Tuesday, April 14, 2009

Starry Eyed

This is really fun (via Gizmodo): a picture how the sky would look if your eyes were as sensitive as a long exposure telescope image.
Explanation: Intricate, glowing nebulae that shine in planet Earth's night sky are beautiful to look at in deep images made with telescopes and sensitive cameras. But they are faint and otherwise invisible to the naked-eye. That makes their relative location and extent on the sky difficult to appreciate. So, consider this impressive composite image of a wide region of the northern winter sky.
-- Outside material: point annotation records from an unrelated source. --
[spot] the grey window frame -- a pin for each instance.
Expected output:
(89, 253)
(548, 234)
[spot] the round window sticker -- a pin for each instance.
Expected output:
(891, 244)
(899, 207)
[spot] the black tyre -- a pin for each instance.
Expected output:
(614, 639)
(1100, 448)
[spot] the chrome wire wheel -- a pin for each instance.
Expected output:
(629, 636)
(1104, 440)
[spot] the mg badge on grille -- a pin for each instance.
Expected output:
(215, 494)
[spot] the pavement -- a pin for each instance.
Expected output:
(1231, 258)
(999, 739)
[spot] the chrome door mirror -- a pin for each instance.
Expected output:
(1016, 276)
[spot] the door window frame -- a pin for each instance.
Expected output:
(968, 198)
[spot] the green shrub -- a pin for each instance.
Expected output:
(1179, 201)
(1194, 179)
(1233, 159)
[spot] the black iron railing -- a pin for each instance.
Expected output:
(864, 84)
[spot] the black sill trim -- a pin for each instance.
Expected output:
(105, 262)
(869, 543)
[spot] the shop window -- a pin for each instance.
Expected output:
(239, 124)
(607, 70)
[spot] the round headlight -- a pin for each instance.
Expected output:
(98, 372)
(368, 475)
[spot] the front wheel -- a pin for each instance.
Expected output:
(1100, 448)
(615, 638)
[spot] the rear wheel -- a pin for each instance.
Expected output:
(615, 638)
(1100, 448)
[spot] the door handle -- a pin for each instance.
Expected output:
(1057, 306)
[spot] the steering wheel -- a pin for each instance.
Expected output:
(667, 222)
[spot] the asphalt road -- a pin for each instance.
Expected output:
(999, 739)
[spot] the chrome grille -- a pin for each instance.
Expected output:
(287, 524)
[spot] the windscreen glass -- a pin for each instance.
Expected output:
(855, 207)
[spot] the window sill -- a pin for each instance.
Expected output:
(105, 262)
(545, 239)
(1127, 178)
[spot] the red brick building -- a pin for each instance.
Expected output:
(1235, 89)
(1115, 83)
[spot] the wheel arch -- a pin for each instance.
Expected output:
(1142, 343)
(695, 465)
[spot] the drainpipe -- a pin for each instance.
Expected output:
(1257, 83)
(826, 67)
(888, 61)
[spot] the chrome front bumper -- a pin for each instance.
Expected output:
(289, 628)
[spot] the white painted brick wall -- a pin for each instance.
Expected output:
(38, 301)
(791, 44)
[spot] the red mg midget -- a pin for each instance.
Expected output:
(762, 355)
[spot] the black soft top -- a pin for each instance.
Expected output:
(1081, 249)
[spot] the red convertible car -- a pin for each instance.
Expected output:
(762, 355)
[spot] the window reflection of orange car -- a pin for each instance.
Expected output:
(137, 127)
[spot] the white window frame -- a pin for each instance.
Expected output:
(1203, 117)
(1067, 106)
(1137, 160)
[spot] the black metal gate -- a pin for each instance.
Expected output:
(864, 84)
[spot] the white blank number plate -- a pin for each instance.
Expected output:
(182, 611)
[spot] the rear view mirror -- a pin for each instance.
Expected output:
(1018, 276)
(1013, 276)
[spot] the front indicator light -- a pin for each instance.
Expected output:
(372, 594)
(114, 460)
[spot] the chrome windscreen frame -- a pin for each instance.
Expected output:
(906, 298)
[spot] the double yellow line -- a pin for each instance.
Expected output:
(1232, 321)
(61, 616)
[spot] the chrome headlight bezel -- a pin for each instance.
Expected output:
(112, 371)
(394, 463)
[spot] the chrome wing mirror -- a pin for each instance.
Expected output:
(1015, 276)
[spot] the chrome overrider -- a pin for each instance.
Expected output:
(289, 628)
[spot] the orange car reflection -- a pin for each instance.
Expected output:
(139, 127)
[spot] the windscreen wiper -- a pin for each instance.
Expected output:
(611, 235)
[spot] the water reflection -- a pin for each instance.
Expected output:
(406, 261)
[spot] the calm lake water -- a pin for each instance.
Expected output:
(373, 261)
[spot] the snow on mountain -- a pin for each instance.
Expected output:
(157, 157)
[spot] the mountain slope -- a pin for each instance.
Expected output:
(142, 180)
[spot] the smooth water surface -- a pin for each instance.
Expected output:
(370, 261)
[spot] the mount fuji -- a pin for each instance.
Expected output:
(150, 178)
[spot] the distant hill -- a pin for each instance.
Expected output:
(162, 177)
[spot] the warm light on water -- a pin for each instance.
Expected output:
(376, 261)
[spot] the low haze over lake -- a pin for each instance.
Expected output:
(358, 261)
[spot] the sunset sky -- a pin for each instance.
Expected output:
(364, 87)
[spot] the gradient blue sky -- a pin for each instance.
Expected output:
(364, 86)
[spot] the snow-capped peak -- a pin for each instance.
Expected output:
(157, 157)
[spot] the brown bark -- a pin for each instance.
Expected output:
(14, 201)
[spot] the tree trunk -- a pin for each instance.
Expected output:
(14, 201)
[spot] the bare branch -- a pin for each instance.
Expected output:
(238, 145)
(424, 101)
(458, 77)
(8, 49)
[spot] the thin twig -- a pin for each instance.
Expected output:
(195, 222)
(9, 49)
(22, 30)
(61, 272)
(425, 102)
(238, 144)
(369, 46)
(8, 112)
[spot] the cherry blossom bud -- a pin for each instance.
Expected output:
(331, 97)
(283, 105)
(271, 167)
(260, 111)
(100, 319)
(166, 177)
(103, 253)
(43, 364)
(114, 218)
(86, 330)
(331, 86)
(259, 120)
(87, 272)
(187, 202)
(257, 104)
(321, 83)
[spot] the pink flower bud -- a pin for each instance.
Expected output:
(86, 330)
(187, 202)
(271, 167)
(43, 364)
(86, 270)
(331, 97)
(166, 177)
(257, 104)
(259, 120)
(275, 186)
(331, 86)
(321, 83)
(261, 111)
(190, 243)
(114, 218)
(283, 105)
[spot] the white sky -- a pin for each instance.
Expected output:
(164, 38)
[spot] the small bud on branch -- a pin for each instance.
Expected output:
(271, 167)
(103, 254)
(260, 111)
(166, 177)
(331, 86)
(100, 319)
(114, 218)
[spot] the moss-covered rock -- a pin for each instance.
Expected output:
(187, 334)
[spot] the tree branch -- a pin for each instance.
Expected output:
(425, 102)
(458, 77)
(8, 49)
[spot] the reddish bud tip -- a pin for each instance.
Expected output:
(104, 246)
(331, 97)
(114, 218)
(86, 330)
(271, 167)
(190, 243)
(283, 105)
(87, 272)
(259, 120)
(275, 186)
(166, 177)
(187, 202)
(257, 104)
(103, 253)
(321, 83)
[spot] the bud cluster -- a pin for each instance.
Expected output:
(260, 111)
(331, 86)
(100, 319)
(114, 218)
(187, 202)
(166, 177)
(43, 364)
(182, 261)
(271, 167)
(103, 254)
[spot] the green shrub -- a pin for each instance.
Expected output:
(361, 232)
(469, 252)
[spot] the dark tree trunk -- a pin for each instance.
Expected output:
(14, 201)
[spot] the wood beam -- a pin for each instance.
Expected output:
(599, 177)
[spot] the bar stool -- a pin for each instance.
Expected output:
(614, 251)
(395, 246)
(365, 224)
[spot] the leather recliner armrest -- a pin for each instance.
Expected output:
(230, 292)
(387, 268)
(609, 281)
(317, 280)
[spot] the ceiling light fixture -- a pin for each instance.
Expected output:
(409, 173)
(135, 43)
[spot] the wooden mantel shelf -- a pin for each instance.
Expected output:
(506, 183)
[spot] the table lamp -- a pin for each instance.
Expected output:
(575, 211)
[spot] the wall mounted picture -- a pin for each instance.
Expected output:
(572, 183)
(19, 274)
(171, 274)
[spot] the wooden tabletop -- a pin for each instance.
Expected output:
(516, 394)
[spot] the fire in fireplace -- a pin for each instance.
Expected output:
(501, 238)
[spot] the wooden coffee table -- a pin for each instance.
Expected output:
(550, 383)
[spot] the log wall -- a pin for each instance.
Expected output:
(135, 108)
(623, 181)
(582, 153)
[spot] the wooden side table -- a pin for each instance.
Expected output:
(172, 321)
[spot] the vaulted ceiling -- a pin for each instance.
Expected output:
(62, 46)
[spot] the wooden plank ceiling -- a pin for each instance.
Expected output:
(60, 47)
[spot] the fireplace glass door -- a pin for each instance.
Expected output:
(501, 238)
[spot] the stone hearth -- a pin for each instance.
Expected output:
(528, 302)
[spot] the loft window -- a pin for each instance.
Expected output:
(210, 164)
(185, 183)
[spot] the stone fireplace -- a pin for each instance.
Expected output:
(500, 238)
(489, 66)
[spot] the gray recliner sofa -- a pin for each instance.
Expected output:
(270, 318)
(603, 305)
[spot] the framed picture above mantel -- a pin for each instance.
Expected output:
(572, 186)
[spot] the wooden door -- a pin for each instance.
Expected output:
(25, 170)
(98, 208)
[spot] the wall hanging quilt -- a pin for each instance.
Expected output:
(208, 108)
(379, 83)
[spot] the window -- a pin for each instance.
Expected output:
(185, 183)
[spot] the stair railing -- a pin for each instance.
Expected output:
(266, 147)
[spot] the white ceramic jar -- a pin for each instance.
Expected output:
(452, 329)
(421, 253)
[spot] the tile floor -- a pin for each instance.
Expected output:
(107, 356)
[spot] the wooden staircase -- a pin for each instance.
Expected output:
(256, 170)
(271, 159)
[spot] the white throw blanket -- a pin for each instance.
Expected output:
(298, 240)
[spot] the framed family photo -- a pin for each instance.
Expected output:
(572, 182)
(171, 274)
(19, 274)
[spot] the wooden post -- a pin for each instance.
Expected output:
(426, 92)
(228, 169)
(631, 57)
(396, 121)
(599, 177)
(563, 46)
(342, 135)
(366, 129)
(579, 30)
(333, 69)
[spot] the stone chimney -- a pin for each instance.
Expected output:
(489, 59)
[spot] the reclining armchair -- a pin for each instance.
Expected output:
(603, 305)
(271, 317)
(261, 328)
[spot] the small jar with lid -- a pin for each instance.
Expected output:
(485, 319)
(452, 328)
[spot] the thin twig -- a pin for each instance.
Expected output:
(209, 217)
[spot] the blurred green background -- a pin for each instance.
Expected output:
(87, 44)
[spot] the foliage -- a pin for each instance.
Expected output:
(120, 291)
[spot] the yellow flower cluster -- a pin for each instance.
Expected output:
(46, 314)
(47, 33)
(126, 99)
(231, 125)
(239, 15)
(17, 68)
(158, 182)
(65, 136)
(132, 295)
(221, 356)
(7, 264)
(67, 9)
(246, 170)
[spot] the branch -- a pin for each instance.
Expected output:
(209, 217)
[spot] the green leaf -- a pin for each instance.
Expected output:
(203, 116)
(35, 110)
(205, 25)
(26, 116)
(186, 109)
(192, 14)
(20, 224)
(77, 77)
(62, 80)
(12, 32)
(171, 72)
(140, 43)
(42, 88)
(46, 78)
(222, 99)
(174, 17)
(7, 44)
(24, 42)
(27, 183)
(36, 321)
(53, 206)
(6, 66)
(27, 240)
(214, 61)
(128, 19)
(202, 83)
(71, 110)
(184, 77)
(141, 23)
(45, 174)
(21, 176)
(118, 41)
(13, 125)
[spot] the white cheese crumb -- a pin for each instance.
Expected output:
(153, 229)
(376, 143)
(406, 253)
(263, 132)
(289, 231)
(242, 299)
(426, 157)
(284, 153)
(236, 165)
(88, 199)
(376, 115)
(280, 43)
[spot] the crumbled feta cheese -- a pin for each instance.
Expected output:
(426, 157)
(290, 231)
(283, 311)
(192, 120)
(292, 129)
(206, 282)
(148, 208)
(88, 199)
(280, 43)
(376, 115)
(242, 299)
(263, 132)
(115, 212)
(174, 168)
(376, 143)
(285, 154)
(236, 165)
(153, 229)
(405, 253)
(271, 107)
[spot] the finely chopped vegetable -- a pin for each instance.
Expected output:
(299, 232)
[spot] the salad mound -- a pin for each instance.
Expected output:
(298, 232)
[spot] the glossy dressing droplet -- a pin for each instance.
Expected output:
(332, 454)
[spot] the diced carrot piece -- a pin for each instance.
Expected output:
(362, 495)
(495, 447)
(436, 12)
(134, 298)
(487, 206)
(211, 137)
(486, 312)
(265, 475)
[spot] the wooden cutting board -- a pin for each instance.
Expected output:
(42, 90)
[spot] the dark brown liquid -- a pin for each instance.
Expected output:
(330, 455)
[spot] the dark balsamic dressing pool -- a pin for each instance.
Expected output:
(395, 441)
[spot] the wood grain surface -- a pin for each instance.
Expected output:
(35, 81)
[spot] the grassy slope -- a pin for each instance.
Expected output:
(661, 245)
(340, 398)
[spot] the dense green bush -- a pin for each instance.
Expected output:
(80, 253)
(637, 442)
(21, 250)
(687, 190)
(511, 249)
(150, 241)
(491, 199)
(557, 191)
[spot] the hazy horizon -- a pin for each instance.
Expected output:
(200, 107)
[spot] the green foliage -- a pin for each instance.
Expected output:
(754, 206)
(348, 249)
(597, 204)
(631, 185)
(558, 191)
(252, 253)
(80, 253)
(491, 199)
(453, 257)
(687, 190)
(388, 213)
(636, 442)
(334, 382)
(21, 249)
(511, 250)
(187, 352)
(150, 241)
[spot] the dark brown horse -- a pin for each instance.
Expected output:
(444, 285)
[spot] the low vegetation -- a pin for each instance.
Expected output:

With a total exposure time of 40 hours, the painstaking mosaic presents a nebula-rich expanse known as the Orion-Eridanus Superbubble above a house in suburban Boston, USA. Within the wide and deep view are nebulae more often seen in narrower views, including the Great Orion Nebula, the Rosette Nebula, the Seagull Nebula, the California Nebula, and Barnard's Loop. The familiar constellation of Orion itself is just above the foreground house. Brightest star Sirius is left of the roof, and the recognizable Pleiades star cluster is above the tree at the right. A version of the big picture that includes simple constellation guidelines is available here.
One can get a sense of this even with the naked eye if you go way out in the desert, e.g. in South Africa. I once saw the large and small Magellanic clouds down there -- with my eyes -- and I was never the same again.